I beleive if your Dad was born in England you can get an English passport, however it would be a little complicated if you do not want to go to England as you will be sorting out the passport from another country.

Have you looked in to a "working holiday visa"???


----------



## Chisa (Jun 20, 2011)

I'll definitely be sticking with freelancing - just trying to figure out what my fiance can do! He won't be able to get an EU passport, although we will be married by then and I'm not sure how possible or how hard it is to get a spousal visa. Friends have gotten their UK passport without ever going there - still need to look into the logistics, but should be possible. We'll likely be visiting friends in London before going to Spain if it ends up being too bard to do it remotely.

Australia doesn't have a working holiday agreement with Spain sadly  It would have made things much much simpler. I might look into other countries in Europe that have that option available, if Spain works out to be too difficult.

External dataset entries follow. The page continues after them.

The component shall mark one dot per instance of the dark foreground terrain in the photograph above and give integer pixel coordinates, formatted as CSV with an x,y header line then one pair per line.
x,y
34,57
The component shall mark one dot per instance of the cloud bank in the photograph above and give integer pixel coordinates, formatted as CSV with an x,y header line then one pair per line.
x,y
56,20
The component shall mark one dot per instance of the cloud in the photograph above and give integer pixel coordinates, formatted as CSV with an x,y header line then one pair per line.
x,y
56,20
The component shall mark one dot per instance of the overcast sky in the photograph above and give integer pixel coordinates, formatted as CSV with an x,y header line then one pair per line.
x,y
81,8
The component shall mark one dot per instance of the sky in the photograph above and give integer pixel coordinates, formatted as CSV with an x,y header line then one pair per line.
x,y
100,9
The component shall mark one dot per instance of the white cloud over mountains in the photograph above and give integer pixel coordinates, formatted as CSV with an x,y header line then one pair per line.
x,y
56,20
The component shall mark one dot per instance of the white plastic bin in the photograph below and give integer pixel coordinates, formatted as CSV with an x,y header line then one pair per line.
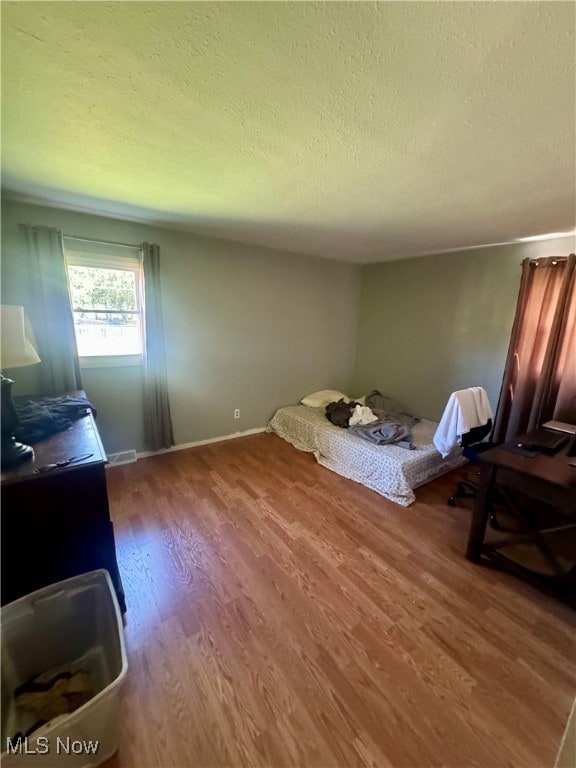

Has anyone had experience getting a visa for their non EU spouse? Should I be starting another thread for these evolving questions?


----------



## longo (Dec 22, 2011)

halydia said:


> Yes, as long as your marriage is formally recognized (I'm not sure if by the UK or by SPain) and he jumps through the visa hoops necessary to come with you.
> 
> 
> It's nearly impossible to do if you're not an EU citizen. If you can get British citizenship, you're going to make life a lot easier. Also, if you have a lot of money in the bank (*a lot*) that does help the visa process as you're basically not considered a possible drain on the Spanish system.
> ...


Greetings Halydia,

Was the process difficult for you as an American to get a job in Spain after you did the 8 month scholarship? This is the second year my wife has done it and we're assessing our options for next year. thanks


----------



## Guest (Dec 22, 2011)

longo said:


> Greetings Halydia,
> 
> Was the process difficult for you as an American to get a job in Spain after you did the 8 month scholarship? This is the second year my wife has done it and we're assessing our options for next year. thanks


Are either one of you EU citizens? With the exception of getting a job with an American company or school with operations in Spain, it's going to be quite difficult to find a job to stay in Spain.


----------



## longo (Dec 22, 2011)

halydia said:


> Are either one of you EU citizens? With the exception of getting a job with an American company or school with operations in Spain, it's going to be quite difficult to find a job to stay in Spain.


No, we're both Americans. We're experiencing the difficulty and we've been trying for awhile. You managed to do it. Any hints?


----------



## xabiaxica (Jun 23, 2009)

longo said:


> No, we're both Americans. We're experiencing the difficulty and we've been trying for awhile. You managed to do it. Any hints?


I don't think she'll mind me telling you.......she fell in love & married a Spaniard


----------